In remote sensing, the change detection topic represents a broad field of research. If time series data is available, change detection can be used for monitoring applications. These applications require regular image acquisitions at identical time of day along a defined period. Focusing on remote sensing sensors, radar is especially well-capable for applications requiring regularity, since it is independent from most weather and atmospheric influences. Furthermore, regarding the image acquisitions, the time of day plays no role due to the independence from daylight. Since 2007, the German SAR (Synthetic Aperture Radar) satellite TerraSAR-X (TSX) permits the acquisition of high resolution radar images capable for the analysis of dense built-up areas. In a former study, we presented the change analysis of the Stuttgart (Germany) airport. The aim of this study is the categorization of detected changes in the time series.
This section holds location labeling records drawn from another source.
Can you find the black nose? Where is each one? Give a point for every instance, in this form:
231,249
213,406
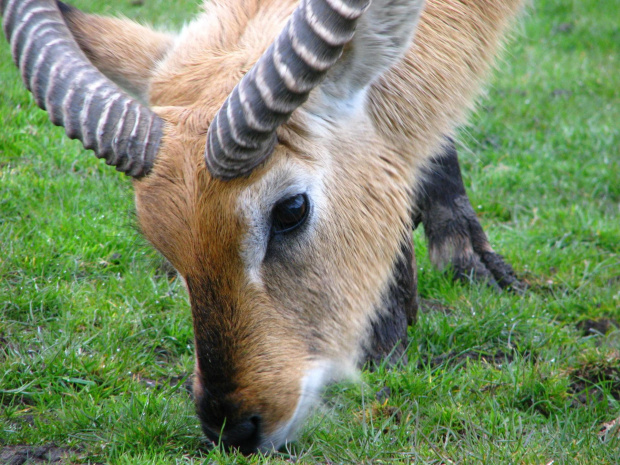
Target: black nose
242,434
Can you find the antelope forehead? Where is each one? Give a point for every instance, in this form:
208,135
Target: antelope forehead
255,203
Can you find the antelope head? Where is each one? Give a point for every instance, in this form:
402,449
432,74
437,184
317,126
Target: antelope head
261,173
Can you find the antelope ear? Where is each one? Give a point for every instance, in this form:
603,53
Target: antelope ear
125,51
383,35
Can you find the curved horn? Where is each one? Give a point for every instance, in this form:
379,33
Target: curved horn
75,94
242,134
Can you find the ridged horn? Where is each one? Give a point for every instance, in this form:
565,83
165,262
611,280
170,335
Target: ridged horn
74,93
243,133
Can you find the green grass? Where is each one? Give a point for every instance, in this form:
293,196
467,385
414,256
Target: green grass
96,337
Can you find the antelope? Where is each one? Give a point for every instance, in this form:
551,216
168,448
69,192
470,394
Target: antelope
281,153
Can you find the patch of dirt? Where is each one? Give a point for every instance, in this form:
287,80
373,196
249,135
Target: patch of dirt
29,455
599,326
588,380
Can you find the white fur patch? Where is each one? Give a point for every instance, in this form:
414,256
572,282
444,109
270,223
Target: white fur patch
317,377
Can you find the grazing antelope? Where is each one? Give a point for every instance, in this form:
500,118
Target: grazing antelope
281,152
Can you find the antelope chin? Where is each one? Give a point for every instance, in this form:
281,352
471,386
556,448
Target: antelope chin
317,378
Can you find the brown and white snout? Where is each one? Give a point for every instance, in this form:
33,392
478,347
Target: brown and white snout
262,416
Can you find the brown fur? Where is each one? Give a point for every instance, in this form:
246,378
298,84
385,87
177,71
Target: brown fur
315,298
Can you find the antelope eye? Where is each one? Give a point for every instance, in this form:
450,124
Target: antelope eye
289,214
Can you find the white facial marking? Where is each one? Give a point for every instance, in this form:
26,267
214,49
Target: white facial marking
318,376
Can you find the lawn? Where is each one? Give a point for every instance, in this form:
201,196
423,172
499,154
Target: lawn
95,331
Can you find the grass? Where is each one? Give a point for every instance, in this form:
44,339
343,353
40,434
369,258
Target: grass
96,337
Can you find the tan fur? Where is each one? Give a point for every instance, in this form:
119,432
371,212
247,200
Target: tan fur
315,302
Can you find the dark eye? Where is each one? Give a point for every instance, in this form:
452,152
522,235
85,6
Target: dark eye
289,214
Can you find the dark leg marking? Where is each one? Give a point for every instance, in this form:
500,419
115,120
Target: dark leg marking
388,335
454,234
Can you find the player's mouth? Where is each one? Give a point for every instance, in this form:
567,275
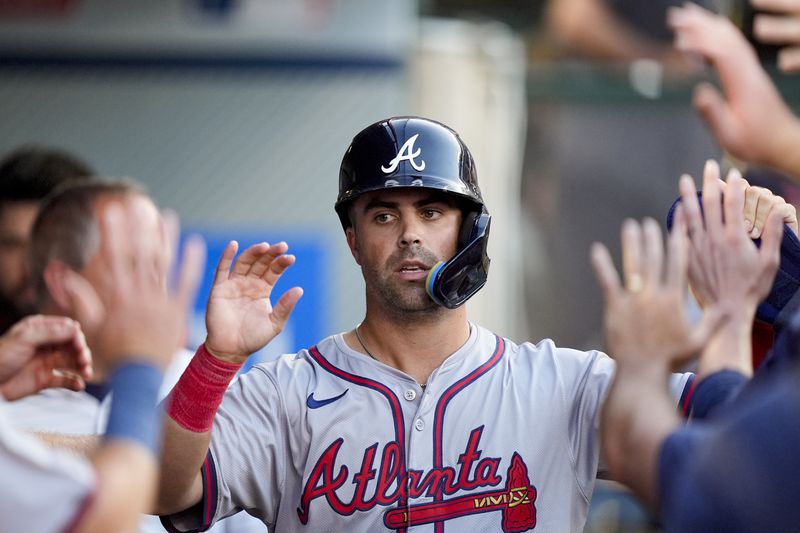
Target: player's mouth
411,270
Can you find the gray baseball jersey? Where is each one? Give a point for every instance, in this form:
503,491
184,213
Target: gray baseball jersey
41,490
502,438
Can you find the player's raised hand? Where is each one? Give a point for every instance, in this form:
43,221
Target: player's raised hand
645,319
725,267
40,352
241,318
751,120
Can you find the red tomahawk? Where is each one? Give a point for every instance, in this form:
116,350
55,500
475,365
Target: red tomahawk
515,501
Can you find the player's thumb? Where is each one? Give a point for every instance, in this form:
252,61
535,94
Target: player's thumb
713,110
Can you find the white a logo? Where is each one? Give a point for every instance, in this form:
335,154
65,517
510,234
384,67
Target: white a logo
406,152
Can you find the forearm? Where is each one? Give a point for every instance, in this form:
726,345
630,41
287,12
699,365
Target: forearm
84,445
637,416
126,474
190,409
182,456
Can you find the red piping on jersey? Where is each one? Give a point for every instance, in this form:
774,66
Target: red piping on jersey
441,406
394,405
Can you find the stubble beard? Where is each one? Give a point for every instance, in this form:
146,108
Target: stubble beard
404,300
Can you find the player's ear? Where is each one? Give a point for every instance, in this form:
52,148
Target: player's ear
54,274
350,233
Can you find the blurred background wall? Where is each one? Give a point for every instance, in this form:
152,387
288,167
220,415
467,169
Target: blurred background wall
235,113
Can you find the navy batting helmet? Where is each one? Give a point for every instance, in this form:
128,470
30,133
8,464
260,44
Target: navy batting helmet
419,152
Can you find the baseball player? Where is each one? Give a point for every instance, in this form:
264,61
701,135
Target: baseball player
27,175
46,491
736,471
64,234
414,419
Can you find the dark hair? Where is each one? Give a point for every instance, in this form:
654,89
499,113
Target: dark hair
31,172
65,228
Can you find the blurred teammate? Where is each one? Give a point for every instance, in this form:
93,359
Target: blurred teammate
27,175
66,239
48,491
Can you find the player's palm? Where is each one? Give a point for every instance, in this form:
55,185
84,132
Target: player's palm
240,318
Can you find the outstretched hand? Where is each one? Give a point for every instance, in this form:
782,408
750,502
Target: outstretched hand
240,318
751,120
40,352
645,320
725,267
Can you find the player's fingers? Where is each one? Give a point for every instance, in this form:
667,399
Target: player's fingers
767,203
276,270
769,252
733,203
777,29
261,267
283,309
677,252
39,330
82,355
245,261
224,265
789,59
605,272
749,211
712,211
690,205
653,257
632,255
117,258
701,333
170,236
191,272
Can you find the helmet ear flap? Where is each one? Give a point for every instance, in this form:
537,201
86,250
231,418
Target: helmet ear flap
467,229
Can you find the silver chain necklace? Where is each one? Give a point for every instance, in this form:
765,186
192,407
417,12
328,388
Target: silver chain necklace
361,342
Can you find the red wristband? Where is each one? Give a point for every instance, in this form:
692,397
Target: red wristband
195,398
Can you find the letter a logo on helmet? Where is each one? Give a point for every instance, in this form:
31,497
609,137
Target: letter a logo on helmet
406,153
448,167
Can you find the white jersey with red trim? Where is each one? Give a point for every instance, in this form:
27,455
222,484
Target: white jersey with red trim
42,489
502,438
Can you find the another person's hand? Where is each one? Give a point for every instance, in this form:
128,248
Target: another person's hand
782,27
141,317
40,352
240,318
751,121
725,267
645,319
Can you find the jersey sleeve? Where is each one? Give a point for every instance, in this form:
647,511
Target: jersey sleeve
246,462
50,490
738,471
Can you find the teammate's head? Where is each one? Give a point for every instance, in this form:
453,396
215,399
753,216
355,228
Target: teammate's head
416,154
27,175
67,236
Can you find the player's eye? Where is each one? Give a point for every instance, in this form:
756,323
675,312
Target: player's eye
431,214
383,218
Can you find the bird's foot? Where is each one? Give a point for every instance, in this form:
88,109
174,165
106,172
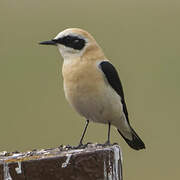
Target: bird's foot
107,143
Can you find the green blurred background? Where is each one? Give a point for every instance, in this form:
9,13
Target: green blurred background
142,38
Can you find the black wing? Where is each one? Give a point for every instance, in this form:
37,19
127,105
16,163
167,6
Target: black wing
113,79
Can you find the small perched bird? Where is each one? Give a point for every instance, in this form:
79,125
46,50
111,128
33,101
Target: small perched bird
92,85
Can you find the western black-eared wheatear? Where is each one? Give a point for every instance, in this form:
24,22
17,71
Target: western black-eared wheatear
92,85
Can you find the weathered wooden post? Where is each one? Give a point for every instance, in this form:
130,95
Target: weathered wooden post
94,162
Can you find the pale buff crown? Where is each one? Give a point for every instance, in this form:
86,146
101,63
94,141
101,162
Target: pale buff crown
91,51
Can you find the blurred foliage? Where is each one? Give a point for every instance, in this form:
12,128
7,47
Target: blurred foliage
142,40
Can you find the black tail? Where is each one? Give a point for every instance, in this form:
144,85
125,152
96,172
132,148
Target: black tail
136,143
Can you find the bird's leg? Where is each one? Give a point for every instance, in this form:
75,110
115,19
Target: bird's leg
109,130
80,142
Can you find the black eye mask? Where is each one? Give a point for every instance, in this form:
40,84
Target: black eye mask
71,41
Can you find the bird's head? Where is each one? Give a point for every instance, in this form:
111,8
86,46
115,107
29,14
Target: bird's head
75,42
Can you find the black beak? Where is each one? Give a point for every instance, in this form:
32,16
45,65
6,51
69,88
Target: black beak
51,42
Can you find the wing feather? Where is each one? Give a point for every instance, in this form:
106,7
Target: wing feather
114,81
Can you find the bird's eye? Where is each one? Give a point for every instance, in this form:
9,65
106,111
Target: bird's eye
76,41
72,42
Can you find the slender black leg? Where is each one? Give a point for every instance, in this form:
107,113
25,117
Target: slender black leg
109,130
80,142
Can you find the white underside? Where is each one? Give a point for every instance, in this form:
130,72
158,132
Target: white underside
102,106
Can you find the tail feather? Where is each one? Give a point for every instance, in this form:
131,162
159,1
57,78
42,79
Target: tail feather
136,142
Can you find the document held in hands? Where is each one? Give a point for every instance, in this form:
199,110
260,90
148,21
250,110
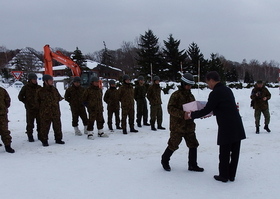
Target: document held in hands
195,106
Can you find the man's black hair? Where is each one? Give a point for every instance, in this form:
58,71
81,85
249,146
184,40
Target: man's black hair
213,75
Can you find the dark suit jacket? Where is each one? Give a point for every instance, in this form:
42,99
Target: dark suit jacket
221,101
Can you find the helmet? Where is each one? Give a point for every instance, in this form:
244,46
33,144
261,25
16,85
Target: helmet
112,82
77,79
155,78
32,76
126,77
47,77
94,79
140,78
187,79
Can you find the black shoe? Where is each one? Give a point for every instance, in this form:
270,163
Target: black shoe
9,149
220,178
133,130
59,142
161,128
196,168
45,143
30,138
267,129
165,165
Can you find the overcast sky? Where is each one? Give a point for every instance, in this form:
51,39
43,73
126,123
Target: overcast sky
236,29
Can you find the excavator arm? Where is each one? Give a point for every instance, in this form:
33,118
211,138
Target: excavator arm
58,56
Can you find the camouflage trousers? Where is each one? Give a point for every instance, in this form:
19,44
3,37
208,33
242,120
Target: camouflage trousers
110,116
45,128
176,138
156,114
142,111
130,114
76,113
4,132
98,117
266,115
31,116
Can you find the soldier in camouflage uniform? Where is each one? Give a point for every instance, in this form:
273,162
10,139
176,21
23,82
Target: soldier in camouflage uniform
181,128
154,96
113,105
74,95
93,99
260,96
27,96
140,93
48,99
5,102
126,97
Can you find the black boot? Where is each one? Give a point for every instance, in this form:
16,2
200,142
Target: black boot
153,128
257,130
193,161
9,149
266,128
30,138
133,130
165,159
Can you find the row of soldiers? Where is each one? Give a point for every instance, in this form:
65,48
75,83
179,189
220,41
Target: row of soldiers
42,106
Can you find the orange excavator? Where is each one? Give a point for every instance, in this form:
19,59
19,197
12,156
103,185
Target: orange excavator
75,68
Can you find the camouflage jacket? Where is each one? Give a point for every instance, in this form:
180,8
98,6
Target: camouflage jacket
5,101
74,95
126,96
257,96
140,92
27,95
175,109
111,97
93,99
48,99
154,94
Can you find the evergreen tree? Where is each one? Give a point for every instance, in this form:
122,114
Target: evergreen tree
196,59
173,58
148,54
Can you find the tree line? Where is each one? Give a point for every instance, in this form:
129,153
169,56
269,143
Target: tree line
145,56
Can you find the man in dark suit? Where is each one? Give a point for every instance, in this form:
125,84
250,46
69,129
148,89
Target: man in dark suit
230,128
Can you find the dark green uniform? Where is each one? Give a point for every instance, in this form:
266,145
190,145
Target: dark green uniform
179,127
48,99
93,99
126,97
27,96
154,97
111,97
140,93
260,105
74,95
5,102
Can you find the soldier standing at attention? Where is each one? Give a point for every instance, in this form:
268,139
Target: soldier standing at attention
93,99
5,102
48,99
181,128
113,105
74,95
126,97
27,96
140,92
154,96
260,96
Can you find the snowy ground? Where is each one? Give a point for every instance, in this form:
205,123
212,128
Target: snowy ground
128,166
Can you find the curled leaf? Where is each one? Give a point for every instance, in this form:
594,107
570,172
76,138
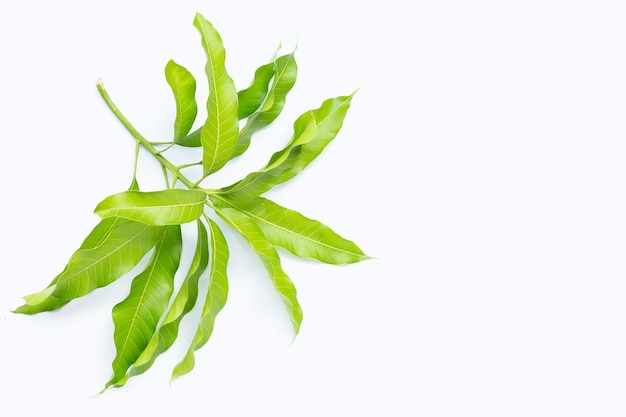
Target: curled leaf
300,235
215,300
282,283
136,317
183,87
158,208
221,130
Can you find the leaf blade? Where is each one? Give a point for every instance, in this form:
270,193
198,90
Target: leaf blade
136,317
220,132
157,208
313,131
184,301
116,255
286,71
183,86
303,237
217,293
251,98
270,258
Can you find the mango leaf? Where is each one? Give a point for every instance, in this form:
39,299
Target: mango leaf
184,301
117,253
285,77
300,235
251,98
221,130
217,293
270,258
158,208
136,317
44,300
313,130
183,87
256,183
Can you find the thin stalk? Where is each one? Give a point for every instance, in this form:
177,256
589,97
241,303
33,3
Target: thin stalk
140,139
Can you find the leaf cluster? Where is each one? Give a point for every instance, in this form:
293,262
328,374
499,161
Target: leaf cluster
138,224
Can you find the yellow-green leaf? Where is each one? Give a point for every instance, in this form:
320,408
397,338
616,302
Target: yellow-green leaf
220,132
215,300
300,235
270,258
136,317
159,208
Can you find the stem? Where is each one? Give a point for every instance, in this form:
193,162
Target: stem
140,139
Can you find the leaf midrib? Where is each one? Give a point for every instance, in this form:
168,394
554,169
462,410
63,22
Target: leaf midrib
254,216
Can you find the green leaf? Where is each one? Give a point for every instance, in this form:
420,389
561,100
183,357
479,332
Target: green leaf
118,252
158,208
270,258
251,98
184,301
221,130
285,77
183,87
313,130
136,317
217,293
256,183
300,235
44,300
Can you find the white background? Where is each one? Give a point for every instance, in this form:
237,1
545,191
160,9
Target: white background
482,164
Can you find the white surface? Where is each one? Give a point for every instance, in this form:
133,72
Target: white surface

This categorization is motivated by the fact that it is a poor statement only to describe where and when a specific area has changed. At least as important is the statement about what has caused the change. The focus is set on the analysis of so-called high activity areas (HAA) representing areas changing at least four times along the investigated period. As first step for categorizing these HAAs, the matching HAA changes (blobs) have to be identified. Afterwards, operating in this object-based blob level, several features are extracted which comprise shape-based, radiometric, statistic, morphological values and one context feature basing on a segmentation of the HAAs. This segmentation builds on the morphological differential attribute profiles (DAPs). Seven context classes are established: Urban, infrastructure, rural stable, rural unstable, natural, water and unclassified. A specific HA blob is assigned to one of these classes analyzing the CovAmCoh time series signature of the surrounding segments. In combination, also surrounding GIS information is included to verify the CovAmCoh based context assignment. In this paper, the focus is set on the features extracted for a later change categorization procedure.